Today was a revolutionary day for me. I am at home on the computer, my 2 year old son taking a nap, my 5 year old son visiting grandma and grandpa, and hit a moment of peace. In times of peace at my house, which are hard to come by, I like to talk with God. In our conversation today, my heart was struck with pain and tragedy, not for myself but for another voice, a voice that no one hears, the unborn baby. As a strong conservative and Christ following woman, I have always been pro-life. But today compelled with these feelings, I was drawn to watch something I have never seen before, a little film from the eighties called 'The Silent Scream'. In the first five minutes the Dr. gives a speech on how and what instruments will be used to preform this act. Barely able to proceed to the next part of the film, nearly paralyzed in my living room on my couch staring at a scene that is more gruesome than any I've seen in my life, I continue watching, almost unwillingly. The view from my seat was horrific, terrible and sad. They warned me before watching... Warning, this film contains graphic and disturbing images... But nothing could have prepared me for that.
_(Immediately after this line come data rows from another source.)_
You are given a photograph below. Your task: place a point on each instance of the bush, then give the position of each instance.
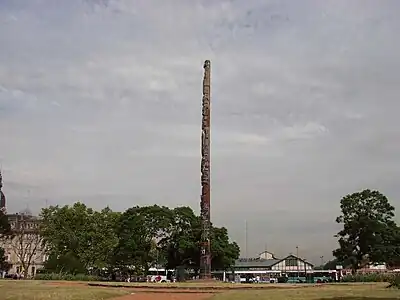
(374, 277)
(67, 277)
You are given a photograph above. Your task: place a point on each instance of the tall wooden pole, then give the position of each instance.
(205, 259)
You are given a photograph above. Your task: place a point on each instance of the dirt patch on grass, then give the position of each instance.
(165, 296)
(65, 283)
(198, 288)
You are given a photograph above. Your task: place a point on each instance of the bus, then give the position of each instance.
(160, 275)
(312, 276)
(248, 276)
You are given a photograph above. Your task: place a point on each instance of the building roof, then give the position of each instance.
(255, 262)
(263, 263)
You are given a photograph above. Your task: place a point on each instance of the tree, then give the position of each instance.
(80, 234)
(138, 231)
(25, 241)
(368, 229)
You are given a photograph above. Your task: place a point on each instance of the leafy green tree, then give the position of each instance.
(369, 231)
(5, 231)
(81, 234)
(138, 230)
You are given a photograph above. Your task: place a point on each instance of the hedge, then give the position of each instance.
(374, 277)
(67, 277)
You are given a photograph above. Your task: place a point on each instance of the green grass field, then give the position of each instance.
(36, 290)
(324, 292)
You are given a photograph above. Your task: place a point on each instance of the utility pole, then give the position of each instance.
(205, 256)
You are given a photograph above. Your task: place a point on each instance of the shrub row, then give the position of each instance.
(68, 277)
(374, 277)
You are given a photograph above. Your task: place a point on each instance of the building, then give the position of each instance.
(24, 252)
(288, 264)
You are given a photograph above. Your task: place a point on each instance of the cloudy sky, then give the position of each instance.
(100, 102)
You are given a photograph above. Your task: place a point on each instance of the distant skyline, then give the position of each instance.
(100, 102)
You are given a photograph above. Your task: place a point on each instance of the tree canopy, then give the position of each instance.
(369, 234)
(78, 238)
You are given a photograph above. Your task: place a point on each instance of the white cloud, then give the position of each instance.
(100, 102)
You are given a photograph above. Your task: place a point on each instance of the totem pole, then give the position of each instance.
(2, 197)
(205, 256)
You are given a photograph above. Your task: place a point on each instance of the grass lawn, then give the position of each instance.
(323, 292)
(46, 290)
(36, 290)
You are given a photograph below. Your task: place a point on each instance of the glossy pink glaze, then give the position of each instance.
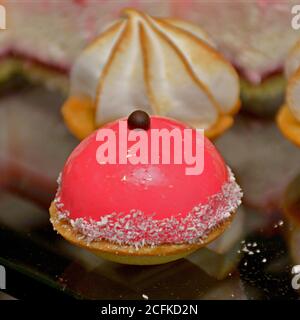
(93, 190)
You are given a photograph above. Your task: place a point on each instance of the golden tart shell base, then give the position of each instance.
(289, 125)
(128, 254)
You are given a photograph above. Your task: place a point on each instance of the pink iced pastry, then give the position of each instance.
(151, 213)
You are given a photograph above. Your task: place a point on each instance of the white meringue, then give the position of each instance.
(164, 66)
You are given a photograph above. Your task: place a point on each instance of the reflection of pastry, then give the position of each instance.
(291, 206)
(288, 118)
(143, 213)
(168, 66)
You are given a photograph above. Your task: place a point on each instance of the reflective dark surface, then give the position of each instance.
(253, 260)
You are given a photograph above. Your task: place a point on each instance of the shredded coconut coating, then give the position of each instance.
(137, 229)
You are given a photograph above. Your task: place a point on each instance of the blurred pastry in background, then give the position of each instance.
(125, 212)
(288, 117)
(291, 209)
(168, 66)
(255, 36)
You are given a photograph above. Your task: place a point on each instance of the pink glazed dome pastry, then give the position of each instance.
(139, 212)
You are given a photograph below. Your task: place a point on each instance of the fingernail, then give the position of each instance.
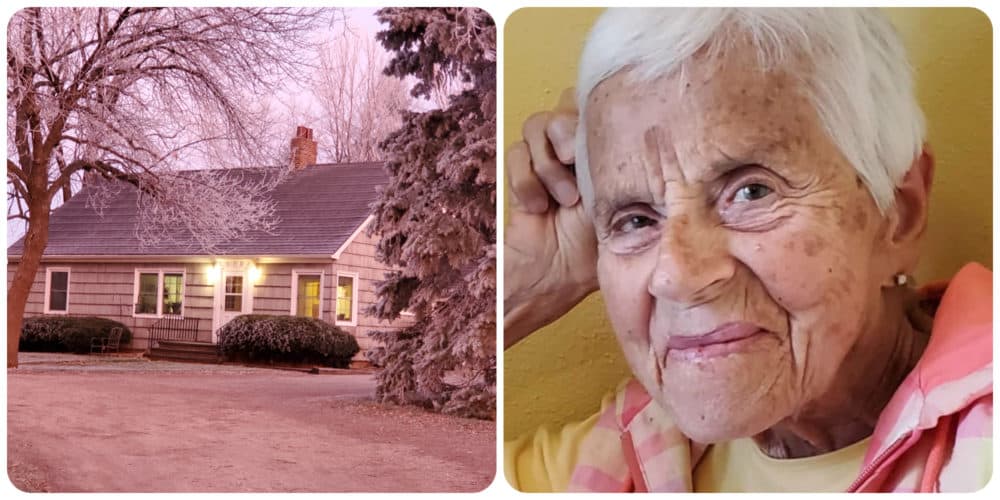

At the end, my tears dripping to my pant legs, my eyes burning, and heart broken, I can do nothing. Nothing but pray. I found myself calling out to God, apologizing as if I could stand in the gap for those who committed these crimes against innocent life. Next I found myself comforted, by Him. I then prayed for God to forgive them, to heal the women who have chosen to end a life before it could even begin. The kind of healing that can only come from Him.
I imagine He already has.
Something has to be done about the abortion pandemic. Where do we go from here? Groups meet, walk-a-thons are done, prayers go up. But In the eighties the daily average for abortions was 4,000... that's per day. Where are we now? Nearly 3 decades later. No better, but much worse.
Motivated to do something, I will stand and holler for these silent screams, maybe they will hear me instead?